His gaze flew to Elsa. She was staring blankly ahead, as if she hadn’t heard.

But she had heard, he thought. She surely had.

And he knew then…As he watched her stoical face he realised that he was threatening her foundations. He was threatening to remove a little girl she loved with all her heart.

He’d never thought of this as a possibility. That a nanny could truly love his little cousin.

He’d come here expecting to meet Mrs Elsa Murdoch, paid nanny. Instead he’d met Elsa, marine biologist, friend, protector, mother to Zoe in every sense but name.

After the shock of learning of Zoe’s existence, his plan had been to rescue his orphaned cousin, take her back to Khryseis and pay others to continue her care. Or, if Zoe was attached to this particular nanny, then he could continue to employ her to give the kid continuity.

It had to be option two.

Only if he broached it now Elsa might well lock the door and call the authorities to throw him off her land.

So do it when? He had so little time.

‘I need to go back to Khryseis tomorrow,’ he told Zoe and glanced sideways to see relief flood Elsa’s face. ‘Elsa’s said she’ll drive me into town now. But I’ve upset her. She thought I might want to take you away from her, and I’d never do that. I promise.

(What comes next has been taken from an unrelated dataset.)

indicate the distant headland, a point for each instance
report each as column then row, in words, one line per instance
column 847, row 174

So if you and Elsa drive me into town now, can I come and visit again tomorrow morning?’ He looked ruefully down at his ceremonial trousers-now liberally coated in cat fur. ‘If I’m welcome?’

‘Is he welcome?’ Zoe asked Elsa.

‘If you want him to come,’ Elsa said neutrally. ‘Stefanos is your cousin.’

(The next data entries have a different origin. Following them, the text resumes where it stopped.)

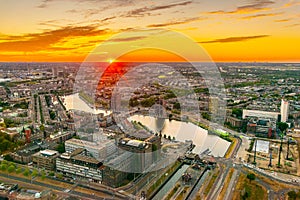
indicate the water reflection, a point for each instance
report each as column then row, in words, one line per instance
column 183, row 131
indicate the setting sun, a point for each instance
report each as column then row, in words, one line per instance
column 110, row 60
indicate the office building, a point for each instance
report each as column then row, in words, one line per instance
column 284, row 109
column 45, row 159
column 78, row 164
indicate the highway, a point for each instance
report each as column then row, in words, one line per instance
column 29, row 183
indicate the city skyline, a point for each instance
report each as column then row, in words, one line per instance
column 54, row 30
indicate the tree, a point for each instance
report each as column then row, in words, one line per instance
column 205, row 115
column 19, row 170
column 176, row 106
column 59, row 175
column 51, row 173
column 292, row 195
column 11, row 168
column 34, row 173
column 26, row 172
column 282, row 126
column 251, row 177
column 237, row 112
column 3, row 167
column 61, row 148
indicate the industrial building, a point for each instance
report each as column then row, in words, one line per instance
column 45, row 159
column 78, row 164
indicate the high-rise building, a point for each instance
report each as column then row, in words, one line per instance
column 284, row 109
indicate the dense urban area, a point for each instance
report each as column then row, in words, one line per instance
column 149, row 131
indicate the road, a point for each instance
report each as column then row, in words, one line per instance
column 59, row 189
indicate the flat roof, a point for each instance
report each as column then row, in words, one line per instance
column 262, row 146
column 135, row 143
column 48, row 152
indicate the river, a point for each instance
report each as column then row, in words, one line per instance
column 183, row 131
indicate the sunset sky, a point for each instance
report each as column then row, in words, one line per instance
column 229, row 30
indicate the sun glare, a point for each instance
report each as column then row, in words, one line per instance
column 110, row 60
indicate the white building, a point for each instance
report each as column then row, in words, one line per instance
column 98, row 150
column 260, row 114
column 284, row 109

Zoe thought about it. He was being judged, he thought, and the sensation was weird. Judged by an eight- year-old, with Elsa on the sidelines doing her own judging.

Or…it seemed she’d already judged.

‘If you come you should bring your togs,’ Zoe said.

‘Togs?’

‘Your swimming gear-if you own any without tassels and braid,’ Elsa said, still obviously forcing herself not to glower. ‘As a farewell visit,’ she added warningly. ‘Because, if you really are Zoe’s cousin, then I accept that she should get to know you.’

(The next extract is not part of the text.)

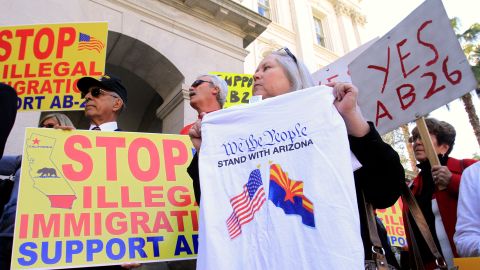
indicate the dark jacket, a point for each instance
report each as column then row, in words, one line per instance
column 380, row 177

‘That’s gracious of you,’ he said gravely.

‘It is,’ she said and managed a half-hearted smile.

The drive back to town started in silence. Elsa’s car was an ancient family wagon, filled in the back with-of all things-lobster pots. There was a pile of buoys and nets heaped on the front passenger seat, so he was forced to sit in the rear seat with Zoe.

She could have put the gear in the back, he thought, but she didn’t offer and he wasn’t pushing it. So she was chauffeur and he and Zoe were passengers.

‘You catch lobsters?’ he said cautiously.

‘We weigh them, sex them, tag then and let them go,’ she said briefly from the front.

‘You have a boat?’

‘The university supplies one. But I only go when Zoe can come with me.’

‘It’s really fun,’ Zoe said. ‘I like catching the little ones. You have to be really careful when you pick them up. If you grab them behind their necks they can’t reach and scratch you.’

‘We have lobsters on the Diamond Isles,’ he told her. ‘My friend Nikos is a champion fisherman.’